Links: Marktleiter Tim Leimbach ist zuversichtlich. {_umbruch_}Rechts: Geschäftsführerin Christiane Speck von der Rewe-Tochter Biokonzept hat den Markt mitentwickelt.{_umbruch_}
Die Fleischtheke wird von Thönes Natur aus Wachtendonk beliefert. Regionalität steht hier im Zentrum. Durch Veredelung will die Theke noch mehr punkten. Marinieren und panieren zu küchenfertigem Bio-Fleisch bringen hier zusätzliche Wertschöpfung. Der Meisterbrief an der weiß gekachelten Wand signalisiert Fleischkompetenz.
Die Frische wird fortgesetzt mit dem biologischen SB-Wurst und -Fleisch-Sortiment von Thönes im Kühlregal. Mopro nimmt natürlich den breitesten Raum ein. Söbbeke aus dem Münsterland ist hier der Platzhirsch. Aber auch Andechser schafft es aus Bayern bis nach Köln. Weißenhorner ist mit seinem phantasievollen und hochwertig präsentierten Frischkäse ebenfalls dabei. Frischmilch von Berchtesgadener Land steht im 14 Meter langen Kühlregal.
Den vegetarischen Ersatzprodukten zu Milch und Fleisch aus Soja wird breiter Raum gewidmet. Provamel und Taifun heißen die prominenten Vertreter. Die trendigen Smoothies von Fruchtbär werden ebenfalls angeboten.
Loser Tee steht in Bedienung zum Verkauf und auf Wunsch werden die verschiedenen Sorten gemischt. Natürlich gibt es auch Bio-Tee im Beutel, zum Beispiel die Yogi-Tees.
Hier geht es um die Wurst. Thönes Natur aus NRW ist der Hauptlieferant.
Ein Hotspot von mymuesli aus Passau an der Donau hat im Temma in Köln am Rhein einen Standort gefunden. Müsli-Esser können sich im Internet ihr Wunsch-Müsli mischen und von den drei Jungs aus Bayern per Post zustellen lassen. Beim Hotspot im Temma kann die eigene Mischung frei von Versandkosten abgeholt werden.
Regionalität ist ein Thema der Temma. Die Eifelland Bio-Produkte sind mit Limo, Senf oder Wurst im Sortiment. Hellers Bio-Kölsch als urkölnisches Produkt verkauft sich hervorragend. Söbbeke, Thönes und Backboard produzieren ebenfalls in der Region.
Die Naturkosmetik-Abteilung ist im Vergleich zu Vierlinden etwas abgespeckt.

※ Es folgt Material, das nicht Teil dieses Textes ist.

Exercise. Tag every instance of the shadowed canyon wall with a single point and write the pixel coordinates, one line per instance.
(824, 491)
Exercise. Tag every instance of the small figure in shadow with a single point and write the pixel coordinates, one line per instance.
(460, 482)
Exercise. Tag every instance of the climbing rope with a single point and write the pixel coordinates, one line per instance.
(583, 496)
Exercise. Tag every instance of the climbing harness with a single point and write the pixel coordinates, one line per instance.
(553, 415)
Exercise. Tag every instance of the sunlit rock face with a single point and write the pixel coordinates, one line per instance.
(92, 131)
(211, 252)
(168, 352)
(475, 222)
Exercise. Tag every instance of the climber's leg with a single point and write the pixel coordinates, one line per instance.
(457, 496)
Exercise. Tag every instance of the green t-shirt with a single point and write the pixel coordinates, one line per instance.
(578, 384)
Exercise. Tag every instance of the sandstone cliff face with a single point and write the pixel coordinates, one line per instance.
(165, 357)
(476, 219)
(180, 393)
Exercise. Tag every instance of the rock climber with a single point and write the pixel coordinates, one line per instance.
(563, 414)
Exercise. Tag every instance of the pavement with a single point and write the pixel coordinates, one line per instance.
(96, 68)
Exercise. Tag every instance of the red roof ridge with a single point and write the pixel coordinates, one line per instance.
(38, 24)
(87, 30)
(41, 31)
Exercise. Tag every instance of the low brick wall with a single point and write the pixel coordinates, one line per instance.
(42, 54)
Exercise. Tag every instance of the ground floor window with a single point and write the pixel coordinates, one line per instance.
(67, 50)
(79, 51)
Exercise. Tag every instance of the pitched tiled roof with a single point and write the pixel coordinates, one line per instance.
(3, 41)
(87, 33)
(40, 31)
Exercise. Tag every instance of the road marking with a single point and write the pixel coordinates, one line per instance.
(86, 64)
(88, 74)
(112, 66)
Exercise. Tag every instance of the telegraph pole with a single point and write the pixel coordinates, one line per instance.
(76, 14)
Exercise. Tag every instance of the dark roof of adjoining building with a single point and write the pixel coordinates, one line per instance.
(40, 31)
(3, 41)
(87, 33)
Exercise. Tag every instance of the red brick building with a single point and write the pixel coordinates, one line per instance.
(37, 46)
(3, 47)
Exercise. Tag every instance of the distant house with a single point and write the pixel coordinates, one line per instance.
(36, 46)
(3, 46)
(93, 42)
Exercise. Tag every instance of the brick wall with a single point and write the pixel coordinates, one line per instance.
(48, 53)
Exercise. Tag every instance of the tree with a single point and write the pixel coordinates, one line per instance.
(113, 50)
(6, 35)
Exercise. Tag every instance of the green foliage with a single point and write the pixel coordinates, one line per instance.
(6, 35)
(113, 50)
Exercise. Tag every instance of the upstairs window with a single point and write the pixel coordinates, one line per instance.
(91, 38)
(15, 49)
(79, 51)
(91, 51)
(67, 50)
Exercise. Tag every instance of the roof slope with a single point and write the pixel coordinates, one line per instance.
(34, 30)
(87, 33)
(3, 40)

Aber auch hier wird die Ware im Außenbereich durch Holzboden und intensive Beleuchtung wirkungsvoll in Szene gesetzt. Eine Verkäuferin ist permanent für die Beratung präsent.
Marktleiter Tim Leimbach sieht hier keinen vorgezeichneten Kundenlauf. „Es gibt keine durchgehenden Regale, sondern nur Inseln, um die unsere Kunden herumlaufen“, erklärt er die Wege. Die Sortimente sind thematisch aufgebaut. Bei den Teigwaren stehen Nudelsoßen und Pesto. Wegen des Parkplatzes erwartet Leimbach einen Durchschnittsbon von 20 Euro. Wenn dann noch die Frequenz stimmt, ist der Erfolg sicher.